Les Maîtres de l'Orge
J'ai lu 4 tomes (car je les avais empruntés en médiathèque). Si le sujet m'intéressait (étant fan de bière ^^), la vie des Steenfort ne m'a pas passioné. Les personnages sont changeants et l'ensemble parait très invraisemblable pour une fresque pourtant censée être tirée d'une histoire réelle. On sent bien que beaucoup de choses ont été imaginées et/ou remaniées pour tenter de faire dans le sensationnel mais ça ne fonctionne pas du tout. Le dessin est juste correct (les visages sont très moches) et ne relève pas la note. Bref, pas aimé et je ne compte pas poursuivre la lecture.
Vinland Saga
Les vikings sont à la mode depuis une dizaine d'années et notamment la sortie de la série TV. Hélas, à force de voir ou lire toujours le même genre d'histoires, on finit par être lassé. J'avais pourtant entendu beaucoup de bien de cette série mais je ne lui ai trouvé aucun charme et n'ai donc aucune envie de poursuivre la lecture, la faute à des personnages qui manquent de charisme et à une aventure loin d'être palpitante. Pas très intéressant donc, et je n'ai pas accroché aux deux tomes que j'ai lu.
Superman - Up in the Sky
Le résumé de l'album m'a intrigué et donné envie de le lire, mais très vite les tics d'écritures de Tom King m'ont énervé. Alors c'est Superman qui cherche une petite fille qui a été enlevée par des aliens, et durant plusieurs chapitres où il cherche la fille, il va avoir des souvenirs/visions/hallucinations (bon j'avoue que j'ai pas trop compris) sur des éléments de sa mythologie, comme Lex Luthor ou ses courses avec Flash. Il faut savoir que les chapitres ont été publiés dans un magazine destiné aux grandes surfaces, et non aux libraires spécialisées, alors je pense que le but était de toucher le grand public et pas juste les fans de comics qui connaissent tout de Superman. L'idée de départ est bonne et il y a des bonnes idées (j'aime bien lorsque Superman imagine le pire au sujet de Lois Lane parce qu'il est pas capable de la rejoindre), sauf que la narration de Tom King m'a vite fait décroché.
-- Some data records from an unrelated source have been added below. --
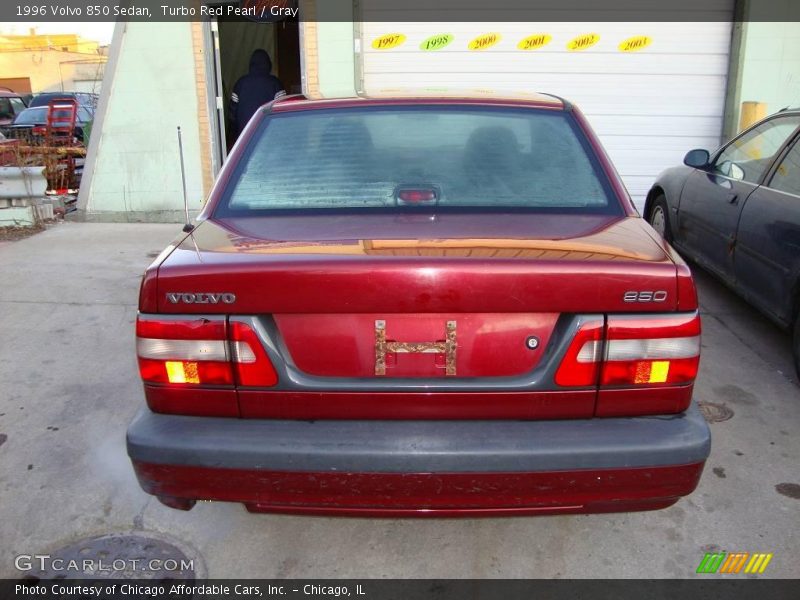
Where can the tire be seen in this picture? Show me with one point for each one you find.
(796, 345)
(658, 217)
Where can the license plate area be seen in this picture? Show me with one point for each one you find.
(446, 348)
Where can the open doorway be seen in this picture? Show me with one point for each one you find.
(233, 41)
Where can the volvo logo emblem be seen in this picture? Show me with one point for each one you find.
(201, 298)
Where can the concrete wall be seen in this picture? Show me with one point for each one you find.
(133, 166)
(329, 68)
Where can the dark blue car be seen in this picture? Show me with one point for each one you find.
(736, 212)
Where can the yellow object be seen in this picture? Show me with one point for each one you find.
(582, 42)
(182, 372)
(387, 41)
(659, 371)
(636, 43)
(535, 41)
(482, 42)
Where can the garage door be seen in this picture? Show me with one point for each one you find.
(651, 91)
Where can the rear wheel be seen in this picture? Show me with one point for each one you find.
(659, 218)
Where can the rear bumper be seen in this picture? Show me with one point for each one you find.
(419, 468)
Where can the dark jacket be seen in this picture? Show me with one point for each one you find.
(253, 90)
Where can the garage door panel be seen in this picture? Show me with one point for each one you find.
(545, 62)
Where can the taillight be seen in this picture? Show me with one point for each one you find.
(201, 352)
(658, 355)
(580, 366)
(253, 366)
(651, 350)
(184, 352)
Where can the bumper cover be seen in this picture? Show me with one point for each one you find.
(438, 468)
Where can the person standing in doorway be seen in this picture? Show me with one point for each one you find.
(256, 88)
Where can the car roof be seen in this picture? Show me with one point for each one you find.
(410, 97)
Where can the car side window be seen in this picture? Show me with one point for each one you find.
(748, 158)
(787, 175)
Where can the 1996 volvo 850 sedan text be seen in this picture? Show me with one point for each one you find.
(419, 306)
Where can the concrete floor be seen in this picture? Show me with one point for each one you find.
(70, 387)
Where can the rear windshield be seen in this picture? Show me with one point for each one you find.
(421, 157)
(31, 116)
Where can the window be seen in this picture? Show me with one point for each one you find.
(18, 105)
(748, 157)
(453, 157)
(6, 112)
(32, 116)
(787, 175)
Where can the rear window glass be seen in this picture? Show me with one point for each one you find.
(421, 157)
(31, 116)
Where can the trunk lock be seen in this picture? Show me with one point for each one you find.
(446, 347)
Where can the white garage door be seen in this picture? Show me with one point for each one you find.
(651, 91)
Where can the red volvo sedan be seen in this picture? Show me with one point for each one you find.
(419, 306)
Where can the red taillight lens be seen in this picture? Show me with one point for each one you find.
(202, 351)
(251, 363)
(581, 364)
(651, 350)
(636, 350)
(413, 196)
(183, 352)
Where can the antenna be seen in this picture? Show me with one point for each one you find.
(188, 226)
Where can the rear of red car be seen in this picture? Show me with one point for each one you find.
(419, 307)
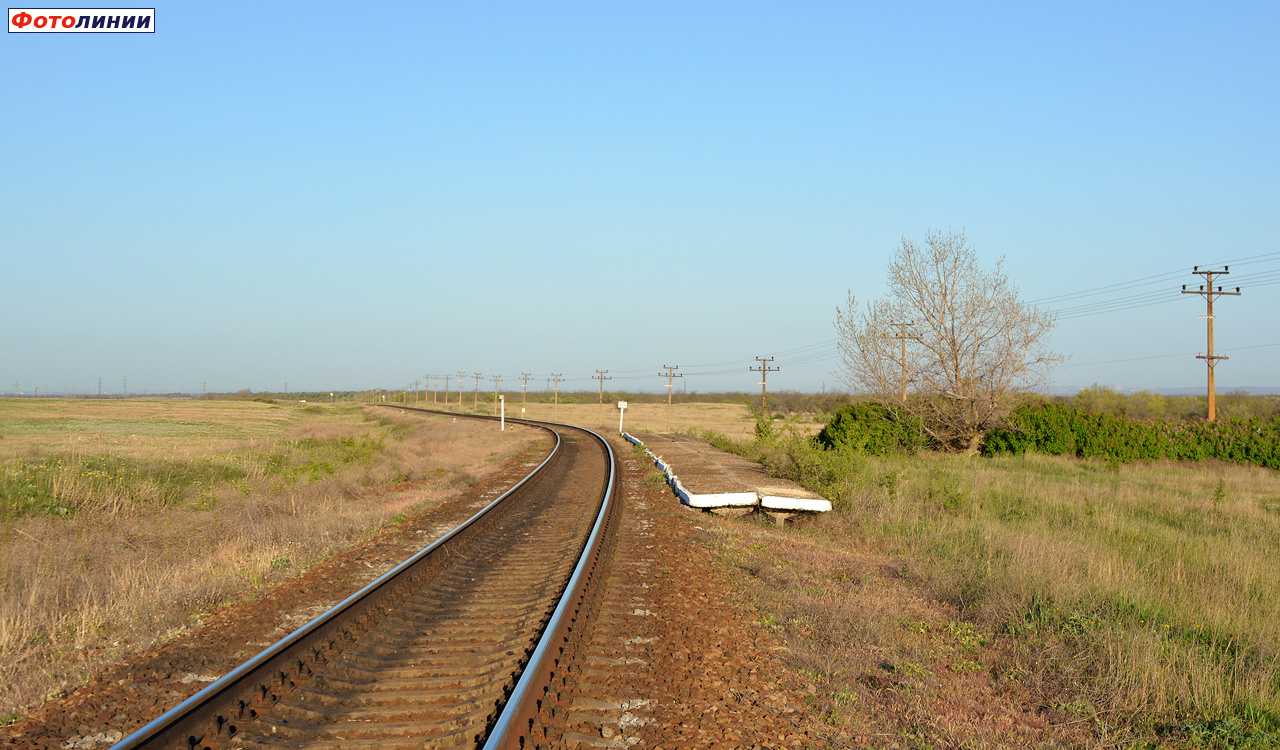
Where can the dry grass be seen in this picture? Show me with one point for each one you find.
(137, 558)
(1142, 597)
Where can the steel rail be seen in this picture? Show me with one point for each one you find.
(218, 707)
(536, 703)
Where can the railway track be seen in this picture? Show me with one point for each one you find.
(470, 643)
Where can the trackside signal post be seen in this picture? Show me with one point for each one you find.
(671, 374)
(764, 376)
(1208, 292)
(600, 375)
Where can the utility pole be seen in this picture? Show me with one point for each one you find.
(764, 376)
(671, 370)
(600, 376)
(1208, 292)
(903, 337)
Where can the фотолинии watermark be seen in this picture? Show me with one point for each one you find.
(82, 19)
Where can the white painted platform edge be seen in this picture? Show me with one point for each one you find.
(722, 499)
(780, 503)
(730, 499)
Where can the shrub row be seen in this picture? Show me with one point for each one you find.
(1059, 429)
(869, 426)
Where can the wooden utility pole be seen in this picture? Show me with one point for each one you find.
(1208, 292)
(600, 376)
(764, 375)
(903, 337)
(671, 370)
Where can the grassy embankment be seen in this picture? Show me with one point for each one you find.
(1137, 599)
(122, 521)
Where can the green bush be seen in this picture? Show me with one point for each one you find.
(869, 426)
(1060, 429)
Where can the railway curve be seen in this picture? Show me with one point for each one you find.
(470, 643)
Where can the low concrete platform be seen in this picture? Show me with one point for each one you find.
(703, 476)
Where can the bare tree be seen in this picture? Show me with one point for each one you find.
(951, 343)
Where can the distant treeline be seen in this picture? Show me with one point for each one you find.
(1093, 399)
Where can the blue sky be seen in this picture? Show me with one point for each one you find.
(344, 196)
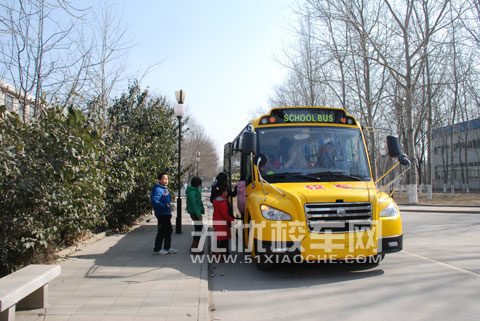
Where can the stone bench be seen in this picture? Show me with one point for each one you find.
(26, 288)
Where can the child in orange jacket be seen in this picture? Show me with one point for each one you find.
(221, 220)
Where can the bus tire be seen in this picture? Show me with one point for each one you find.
(262, 264)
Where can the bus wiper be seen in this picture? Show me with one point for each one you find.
(294, 174)
(337, 174)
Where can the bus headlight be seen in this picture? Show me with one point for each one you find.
(389, 211)
(273, 214)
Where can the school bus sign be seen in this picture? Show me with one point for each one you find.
(307, 115)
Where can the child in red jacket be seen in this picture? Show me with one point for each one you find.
(221, 221)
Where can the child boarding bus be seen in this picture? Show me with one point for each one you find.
(308, 189)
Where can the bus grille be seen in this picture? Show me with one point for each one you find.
(338, 217)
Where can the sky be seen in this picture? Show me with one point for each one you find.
(223, 53)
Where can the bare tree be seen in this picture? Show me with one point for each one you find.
(199, 146)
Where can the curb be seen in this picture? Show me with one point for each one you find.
(81, 245)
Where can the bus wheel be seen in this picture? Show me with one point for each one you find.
(263, 264)
(369, 262)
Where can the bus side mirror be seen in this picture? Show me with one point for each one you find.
(249, 143)
(395, 151)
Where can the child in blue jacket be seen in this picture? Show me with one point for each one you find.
(160, 199)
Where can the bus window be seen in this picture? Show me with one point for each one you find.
(313, 151)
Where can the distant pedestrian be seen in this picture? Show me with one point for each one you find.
(222, 181)
(222, 222)
(160, 199)
(196, 209)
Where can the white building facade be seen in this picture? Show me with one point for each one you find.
(14, 101)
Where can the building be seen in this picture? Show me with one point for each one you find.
(13, 101)
(466, 156)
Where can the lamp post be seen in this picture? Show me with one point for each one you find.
(198, 161)
(179, 110)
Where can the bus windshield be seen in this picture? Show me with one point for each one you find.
(299, 154)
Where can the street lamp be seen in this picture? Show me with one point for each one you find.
(179, 110)
(198, 161)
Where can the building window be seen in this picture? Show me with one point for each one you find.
(9, 102)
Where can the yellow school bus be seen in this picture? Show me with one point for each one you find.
(309, 192)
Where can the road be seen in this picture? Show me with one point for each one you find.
(436, 277)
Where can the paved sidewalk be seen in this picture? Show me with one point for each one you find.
(118, 278)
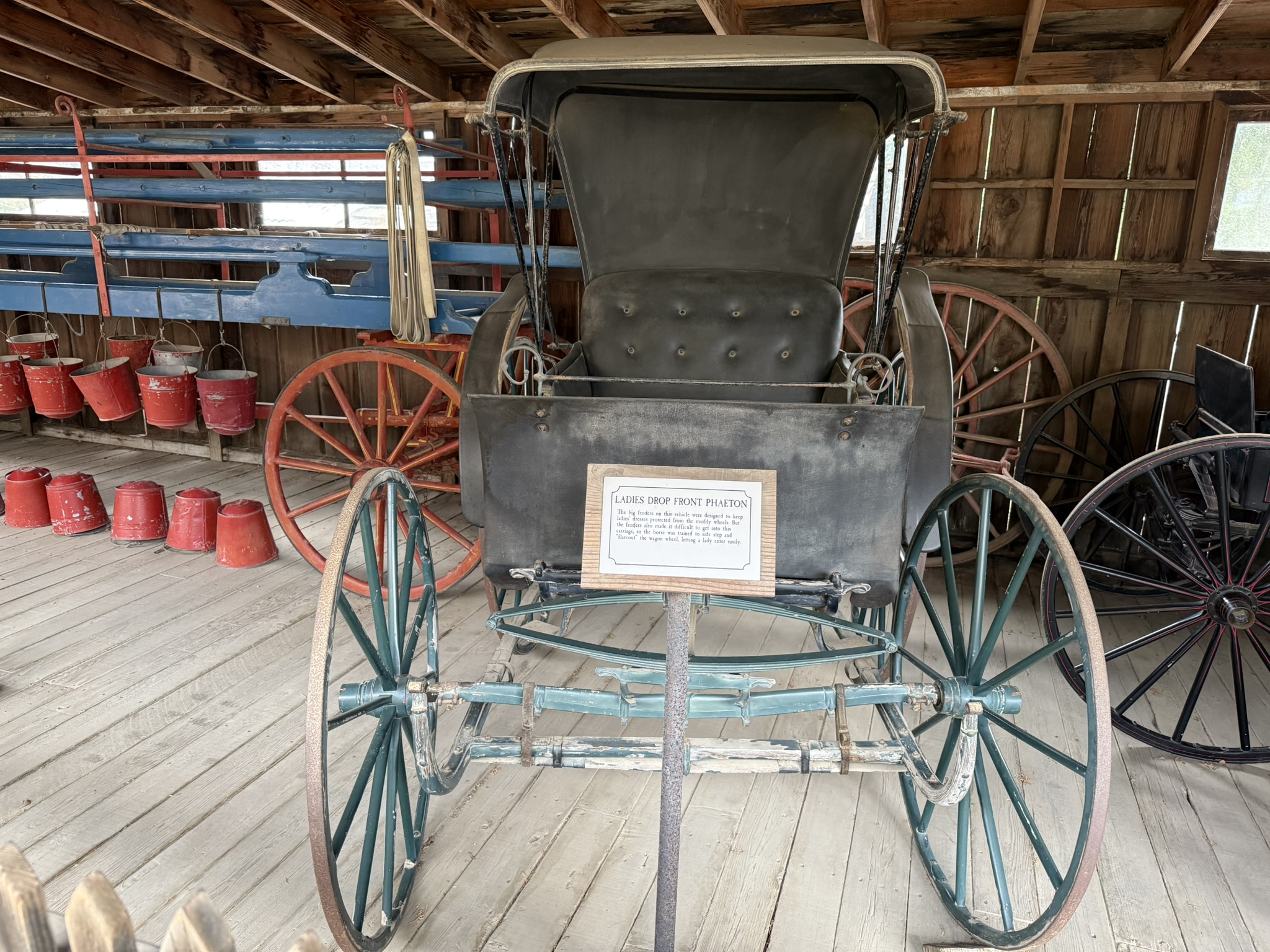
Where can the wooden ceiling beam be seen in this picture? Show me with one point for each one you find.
(48, 37)
(1193, 25)
(727, 18)
(351, 31)
(269, 46)
(58, 76)
(585, 18)
(155, 41)
(877, 22)
(29, 94)
(469, 30)
(1028, 41)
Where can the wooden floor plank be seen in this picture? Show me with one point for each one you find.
(153, 729)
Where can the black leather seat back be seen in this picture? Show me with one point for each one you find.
(709, 324)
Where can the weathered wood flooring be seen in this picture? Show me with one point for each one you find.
(151, 728)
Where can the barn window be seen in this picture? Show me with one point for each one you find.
(45, 207)
(1241, 226)
(334, 215)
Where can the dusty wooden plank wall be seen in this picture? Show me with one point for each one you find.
(1090, 218)
(1088, 215)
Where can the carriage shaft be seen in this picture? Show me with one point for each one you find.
(758, 703)
(701, 756)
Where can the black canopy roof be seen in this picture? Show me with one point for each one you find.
(729, 152)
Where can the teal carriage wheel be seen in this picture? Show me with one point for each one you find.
(366, 808)
(1013, 858)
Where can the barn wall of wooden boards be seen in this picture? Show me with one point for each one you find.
(1089, 213)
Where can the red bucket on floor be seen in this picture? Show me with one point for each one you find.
(14, 397)
(193, 521)
(27, 498)
(51, 390)
(110, 387)
(33, 346)
(135, 347)
(75, 506)
(168, 395)
(140, 513)
(228, 400)
(243, 535)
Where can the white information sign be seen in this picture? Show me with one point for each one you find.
(680, 530)
(685, 528)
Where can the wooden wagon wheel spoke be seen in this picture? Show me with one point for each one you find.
(997, 379)
(303, 419)
(329, 499)
(346, 407)
(446, 528)
(436, 487)
(978, 346)
(431, 456)
(420, 442)
(1005, 410)
(381, 410)
(315, 466)
(1020, 805)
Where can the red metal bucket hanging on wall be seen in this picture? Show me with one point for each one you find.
(135, 347)
(27, 507)
(14, 397)
(110, 387)
(140, 513)
(193, 521)
(50, 384)
(75, 506)
(168, 395)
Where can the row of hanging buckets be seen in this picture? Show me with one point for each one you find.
(150, 375)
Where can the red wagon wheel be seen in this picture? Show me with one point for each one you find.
(1005, 372)
(356, 410)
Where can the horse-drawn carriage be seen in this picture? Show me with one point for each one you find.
(716, 184)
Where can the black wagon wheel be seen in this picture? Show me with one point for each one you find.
(1098, 428)
(1014, 856)
(1186, 612)
(366, 806)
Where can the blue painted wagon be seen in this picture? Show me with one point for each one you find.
(395, 400)
(716, 186)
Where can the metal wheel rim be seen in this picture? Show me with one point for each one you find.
(1075, 397)
(347, 935)
(273, 452)
(1098, 769)
(1121, 719)
(1046, 347)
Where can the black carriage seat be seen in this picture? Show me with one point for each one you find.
(706, 325)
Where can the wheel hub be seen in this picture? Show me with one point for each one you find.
(1233, 606)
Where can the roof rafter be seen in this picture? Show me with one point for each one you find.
(58, 76)
(155, 41)
(470, 30)
(347, 29)
(585, 18)
(1193, 25)
(244, 35)
(726, 17)
(48, 37)
(877, 22)
(1028, 41)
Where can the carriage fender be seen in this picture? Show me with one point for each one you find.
(495, 329)
(925, 343)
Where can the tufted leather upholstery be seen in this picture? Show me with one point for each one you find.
(728, 325)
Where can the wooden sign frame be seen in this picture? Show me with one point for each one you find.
(591, 547)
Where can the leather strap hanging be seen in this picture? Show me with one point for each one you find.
(412, 291)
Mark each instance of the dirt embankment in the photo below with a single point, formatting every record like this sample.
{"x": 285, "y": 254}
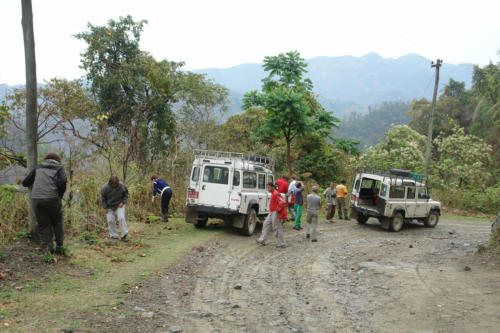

Encore une fois, c'est bavard, on saute d'une scène à l'autre avec parfois l'impression qu'il manque des scènes ou que c'est dans le désordre. C'est trop décousu pour moi et le texte m'a semblé prétentieux par moments. C'est mon gros problème avec Tom King: alors qu'il pourrait facilement faire du bon comics de divertissant, il en fait trop pour montrer qu'il est vachement intelligent, et au final ça donne un truc faussement intello où les personnages parlent beaucoup pour dire des banalités ou pour ne rien dire d'intelligent. En complément, il y a une histoire très courte de Superman écrite par Tom King, sans grand intérêt. Pour les fans du scénariste uniquement.